2009-05-01 Thread David Wall
We have a database report function that seemed clean when the number of 
users was small, but as the number of users grow, I was wondering if 
anybody had any good ideas about how to handle OR or IN for SELECTs. 

The general scenario is that a manager runs reports that list all 
records that were created by users under his/her oversight.  So, when 
the number of users is small, we had simple queries like:


SELECT field1, field2 FROM table1 WHERE creator_user_id = 'U1' OR 
creator_user_id = 'U2';


But when there are thousands of users, and a manager has oversight of 
100 of them, the OR construct seems out of whack when you read the query:


WHERE creator_user_id = 'U1' OR creator_user_id = 'U2' *...* OR 
creator_user_id = 'U99' OR creator_user_id = 'U100'


I know it can be shortened with IN using something like, but don't know 
if it's any more/less efficient or a concern:


WHERE creator_user_id IN ('U1', 'U2', , 'U99', 'U100)

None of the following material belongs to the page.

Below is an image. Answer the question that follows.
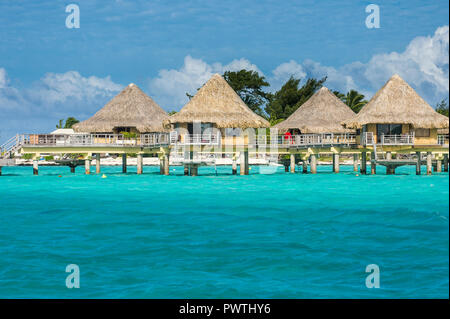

How do people tend to handle this sort of thing?  I suspect manager 
reports against their people must be pretty common.  Are there any good 
tricks on how to group users like this?  Unfortunately, group membership 
changes over time, and users may report to more than one manager and 
thus belong to more than one group, so we can't just have a 
'creator_group_id' attribute that is set and then query against that.